New Orleans isn’t the only place to celebrate Mardi Gras

Brianna Corley
Arts and Living Editor

The bright beads and sticky streets make for invigorating atmosphere hard not to get lost in when celebrating Mardi Gras in New Orleans, Louisiana but is the “Big Easy” really the only, all-encompassing way to celebrate?

It’s easy to forget that Mardi Gras is not just about alcohol and flashy parades but is a cultural tradition with incredible history and background. There are tons of different ways to celebrate, most often overlooked.

The “Courir de Mardi Gras”, which is held throughout Louisiana’s Cajun country, encompasses tradition and is often regarded as the real Mardi Gras. The festivities include going around town in groups begging for food to be used in a communal gumbo at the day’s end.

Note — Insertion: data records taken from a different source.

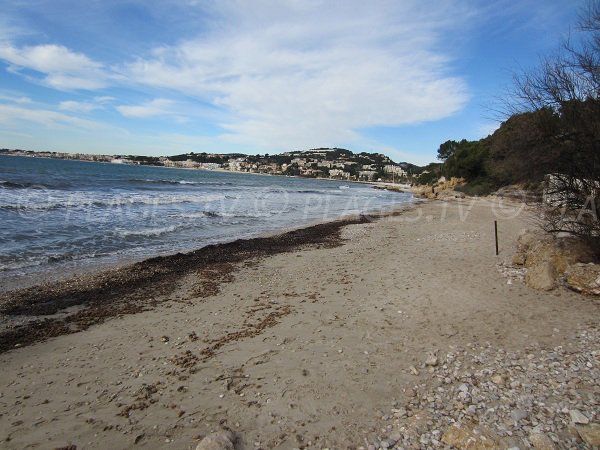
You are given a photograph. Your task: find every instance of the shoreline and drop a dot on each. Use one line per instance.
(74, 302)
(402, 332)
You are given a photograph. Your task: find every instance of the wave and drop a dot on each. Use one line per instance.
(70, 202)
(148, 232)
(36, 186)
(15, 185)
(181, 182)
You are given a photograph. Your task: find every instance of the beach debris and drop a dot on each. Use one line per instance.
(590, 434)
(431, 359)
(413, 370)
(577, 417)
(222, 440)
(536, 397)
(540, 441)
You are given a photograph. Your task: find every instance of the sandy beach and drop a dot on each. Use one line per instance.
(313, 340)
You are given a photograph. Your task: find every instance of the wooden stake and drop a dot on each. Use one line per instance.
(496, 233)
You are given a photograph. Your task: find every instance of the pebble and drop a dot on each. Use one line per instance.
(529, 398)
(578, 417)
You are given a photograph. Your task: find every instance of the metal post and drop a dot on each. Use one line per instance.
(496, 233)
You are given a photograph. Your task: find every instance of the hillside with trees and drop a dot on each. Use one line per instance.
(550, 140)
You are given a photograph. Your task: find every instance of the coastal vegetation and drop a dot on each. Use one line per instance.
(550, 139)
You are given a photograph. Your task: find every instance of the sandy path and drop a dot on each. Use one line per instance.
(301, 350)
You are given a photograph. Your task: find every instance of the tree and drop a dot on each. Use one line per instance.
(567, 85)
(447, 149)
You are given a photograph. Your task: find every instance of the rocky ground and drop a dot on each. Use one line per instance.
(404, 332)
(481, 397)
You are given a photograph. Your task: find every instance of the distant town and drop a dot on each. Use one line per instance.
(332, 163)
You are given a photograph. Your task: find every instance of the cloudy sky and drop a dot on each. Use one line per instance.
(171, 76)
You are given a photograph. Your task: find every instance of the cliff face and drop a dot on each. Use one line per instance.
(552, 262)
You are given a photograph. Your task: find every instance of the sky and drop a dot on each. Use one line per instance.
(151, 77)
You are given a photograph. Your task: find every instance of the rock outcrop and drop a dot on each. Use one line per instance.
(217, 441)
(443, 189)
(551, 262)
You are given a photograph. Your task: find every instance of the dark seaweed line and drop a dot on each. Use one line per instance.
(143, 285)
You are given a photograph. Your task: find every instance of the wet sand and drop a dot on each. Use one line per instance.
(298, 340)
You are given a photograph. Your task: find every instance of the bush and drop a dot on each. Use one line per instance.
(477, 188)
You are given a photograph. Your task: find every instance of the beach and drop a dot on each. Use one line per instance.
(318, 338)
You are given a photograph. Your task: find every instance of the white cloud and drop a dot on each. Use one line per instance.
(64, 69)
(10, 114)
(310, 73)
(153, 108)
(83, 107)
(19, 99)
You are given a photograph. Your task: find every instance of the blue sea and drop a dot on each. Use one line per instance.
(61, 216)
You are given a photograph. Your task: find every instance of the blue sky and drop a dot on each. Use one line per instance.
(165, 77)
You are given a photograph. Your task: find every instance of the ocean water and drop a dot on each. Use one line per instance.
(59, 215)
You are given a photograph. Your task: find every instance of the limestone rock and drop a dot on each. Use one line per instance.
(590, 434)
(542, 276)
(540, 441)
(217, 441)
(578, 417)
(584, 278)
(467, 437)
(519, 259)
(528, 237)
(431, 360)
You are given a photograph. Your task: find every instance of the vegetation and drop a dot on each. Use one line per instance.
(551, 136)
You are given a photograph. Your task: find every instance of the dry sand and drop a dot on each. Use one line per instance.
(299, 349)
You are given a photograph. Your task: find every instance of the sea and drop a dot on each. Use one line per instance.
(65, 216)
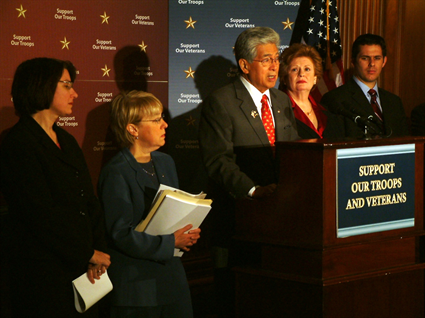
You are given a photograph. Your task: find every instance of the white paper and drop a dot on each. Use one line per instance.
(87, 294)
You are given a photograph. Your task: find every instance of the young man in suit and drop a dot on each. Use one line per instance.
(356, 98)
(236, 149)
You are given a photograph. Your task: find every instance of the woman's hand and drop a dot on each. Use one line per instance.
(98, 265)
(184, 240)
(95, 271)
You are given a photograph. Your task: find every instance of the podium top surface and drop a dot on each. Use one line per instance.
(352, 143)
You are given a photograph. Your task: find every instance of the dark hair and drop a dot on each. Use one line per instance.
(247, 42)
(368, 39)
(294, 51)
(35, 81)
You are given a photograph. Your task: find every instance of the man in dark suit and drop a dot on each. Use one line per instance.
(386, 117)
(236, 149)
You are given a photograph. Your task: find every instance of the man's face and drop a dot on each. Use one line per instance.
(368, 64)
(262, 76)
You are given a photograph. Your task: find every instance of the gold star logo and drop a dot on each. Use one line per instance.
(143, 46)
(65, 43)
(287, 24)
(190, 121)
(104, 18)
(105, 70)
(190, 23)
(21, 11)
(190, 72)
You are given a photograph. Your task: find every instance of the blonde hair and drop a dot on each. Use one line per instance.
(130, 108)
(299, 50)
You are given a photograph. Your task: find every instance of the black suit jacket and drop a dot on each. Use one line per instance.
(233, 141)
(236, 150)
(350, 97)
(56, 221)
(418, 120)
(143, 271)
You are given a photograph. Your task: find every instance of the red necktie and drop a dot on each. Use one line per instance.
(375, 105)
(266, 116)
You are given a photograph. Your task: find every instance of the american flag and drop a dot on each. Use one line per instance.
(317, 24)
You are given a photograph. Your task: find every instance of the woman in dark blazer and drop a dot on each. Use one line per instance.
(56, 221)
(300, 71)
(148, 280)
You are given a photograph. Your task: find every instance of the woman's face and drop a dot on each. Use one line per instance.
(152, 131)
(64, 96)
(301, 75)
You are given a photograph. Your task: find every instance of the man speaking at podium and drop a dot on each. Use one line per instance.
(239, 126)
(361, 100)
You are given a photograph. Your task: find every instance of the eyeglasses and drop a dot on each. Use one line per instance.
(155, 121)
(68, 84)
(268, 61)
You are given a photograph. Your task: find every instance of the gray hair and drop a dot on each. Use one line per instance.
(248, 41)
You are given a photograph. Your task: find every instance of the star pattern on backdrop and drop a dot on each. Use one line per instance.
(190, 23)
(317, 33)
(105, 70)
(104, 18)
(190, 121)
(21, 11)
(317, 25)
(143, 46)
(189, 72)
(65, 43)
(287, 24)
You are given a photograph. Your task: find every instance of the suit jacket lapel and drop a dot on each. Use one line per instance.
(142, 178)
(250, 110)
(65, 154)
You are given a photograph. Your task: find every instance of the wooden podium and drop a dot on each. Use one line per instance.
(306, 269)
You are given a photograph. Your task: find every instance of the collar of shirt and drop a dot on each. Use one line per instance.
(365, 89)
(256, 96)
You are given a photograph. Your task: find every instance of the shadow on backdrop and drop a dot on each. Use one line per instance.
(182, 133)
(99, 145)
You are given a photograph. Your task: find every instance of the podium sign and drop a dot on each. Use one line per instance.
(375, 189)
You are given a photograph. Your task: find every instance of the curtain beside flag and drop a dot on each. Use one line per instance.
(317, 24)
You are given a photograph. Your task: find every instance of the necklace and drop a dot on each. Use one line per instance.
(148, 172)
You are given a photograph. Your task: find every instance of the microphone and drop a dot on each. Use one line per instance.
(374, 125)
(364, 121)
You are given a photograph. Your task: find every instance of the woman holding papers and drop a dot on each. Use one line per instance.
(56, 225)
(148, 280)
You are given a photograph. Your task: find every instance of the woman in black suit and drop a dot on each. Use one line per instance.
(300, 70)
(148, 280)
(56, 221)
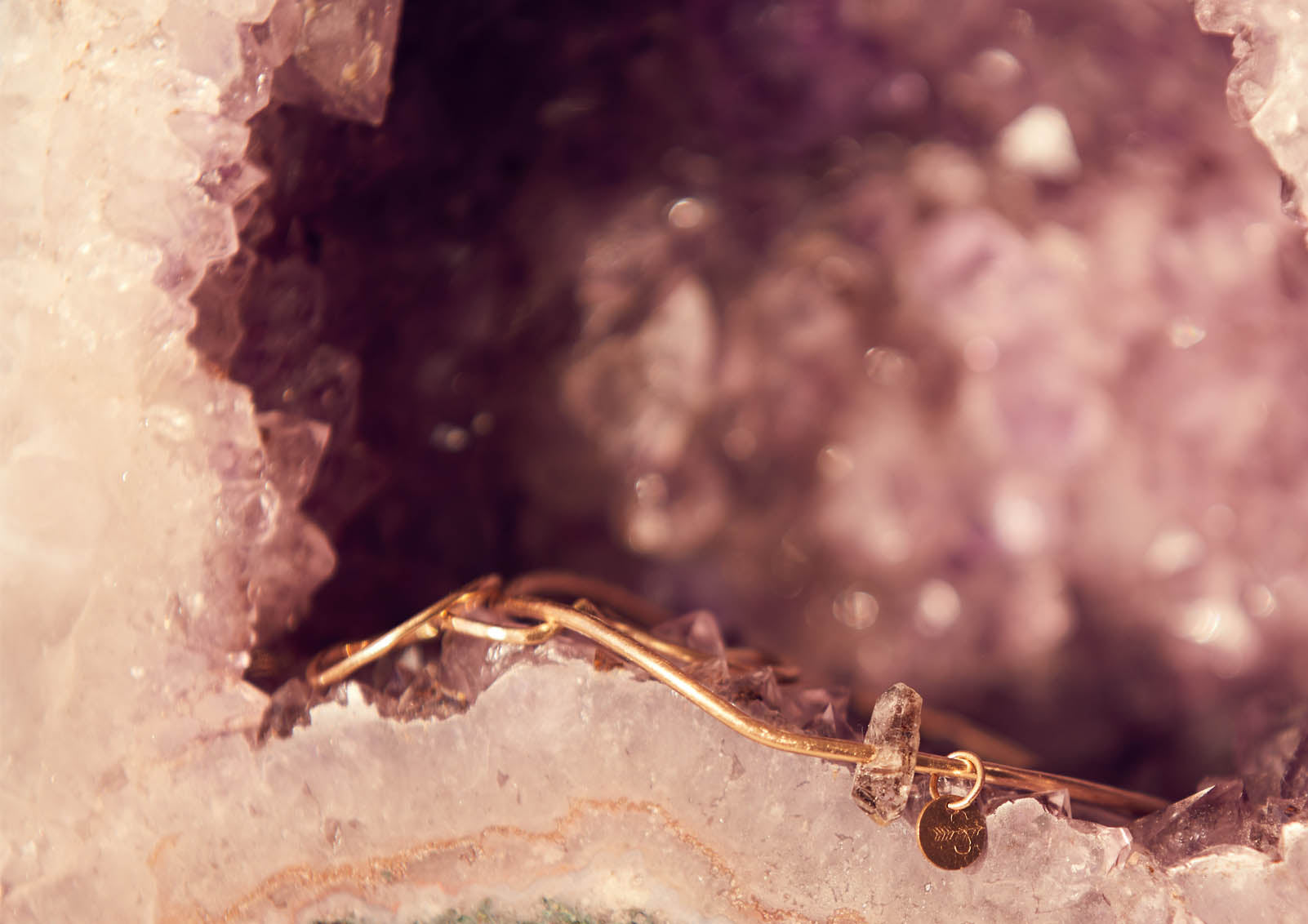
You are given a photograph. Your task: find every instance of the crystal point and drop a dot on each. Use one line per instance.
(882, 784)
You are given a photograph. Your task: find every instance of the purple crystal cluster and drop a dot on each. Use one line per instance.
(963, 353)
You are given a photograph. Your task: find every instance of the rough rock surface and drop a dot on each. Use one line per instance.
(148, 508)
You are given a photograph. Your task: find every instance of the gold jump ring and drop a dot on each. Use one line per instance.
(976, 767)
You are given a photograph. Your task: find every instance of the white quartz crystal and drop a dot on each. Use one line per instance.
(1269, 82)
(136, 514)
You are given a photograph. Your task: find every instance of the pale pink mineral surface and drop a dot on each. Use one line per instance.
(956, 349)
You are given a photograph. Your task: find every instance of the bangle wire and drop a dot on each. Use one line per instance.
(654, 656)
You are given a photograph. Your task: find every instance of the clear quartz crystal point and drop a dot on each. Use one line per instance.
(882, 784)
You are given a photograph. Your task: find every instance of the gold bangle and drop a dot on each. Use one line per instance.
(519, 600)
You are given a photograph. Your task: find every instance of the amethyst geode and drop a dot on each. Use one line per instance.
(955, 350)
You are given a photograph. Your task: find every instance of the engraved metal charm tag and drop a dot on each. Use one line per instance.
(951, 838)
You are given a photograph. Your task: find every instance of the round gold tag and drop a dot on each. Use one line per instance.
(951, 838)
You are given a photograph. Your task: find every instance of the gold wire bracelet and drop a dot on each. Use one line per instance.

The celebration’s main event is the traditional run led by the Capitaine of the Mardi Gras who dons a cape and rides a horse. With costumed participants and onlookers, the run is comprised of chasing a live chicken, the communal gumbo’s most prized ingredient.

People can expect lots of fun at the “Courir de Mardi Gras”, but even aside from the most traditional form of Mardi Gras, celebration comes in many forms.

Parades from Louisiana range from small-scale affairs to extravagant night fun. Some celebrations even bleed over into other states such as Biloxi, Mississippi and Mobile, Alabama, which have both become known for their Mardi Gras festivals.

Mardi Gras can simply encompass buying a king cake and keeping up with who receives the baby each year.

As long as you encompass its fun spirit, and “laissez les bons temps rouler”, Mardi Gras can be celebrated anywhere, any way.

No one parties like New Orleans

Emily Snyder
Design Editor

While Mardi Gras may have originated in Mobile, Alabama, New Orleans, Louisiana is the city that truly brought it to life. Nothing can compare to the energy that New Orleans brings to the holiday. The entire city comes together to party and celebrate for weeks before the final day of partying on Fat Tuesday, this year starting on Jan. 4.


Growing up, I always looked forward to Mardi Gras because those weeks were filled with energy and pride in my city. No one else can keep such buzzing energy going for weeks, and we pride ourselves in our partying. Mardi Gras is when we celebrate our city and who we are for going through everything we have.


But Mardi Gras isn’t all about the parades. New Orleans holds true to tradition and hosts Mardi Gras balls with kings, queens and debutantes while dancing all night. These are sponsored by the parade krewes and can be bigger parties than the parade itself.


The Krewe of Bacchus throws a wild parade and an even wilder afterparty that is fitting of the wine god it’s named after. Even Bacchus has nothing on the Krewe of Endymion that throws a party in the Superdome. It cannot be topped by any other Mardi Gras celebration in the U.S.


Mobile can pride themselves on being the first, but they have nothing on New Orleans.


If Mardi Gras isn’t filled with weeks of wild partying, people asleep in their reserved spots the morning after, and streets littered with special throws, beads, medallions and toys, then I don’t want it.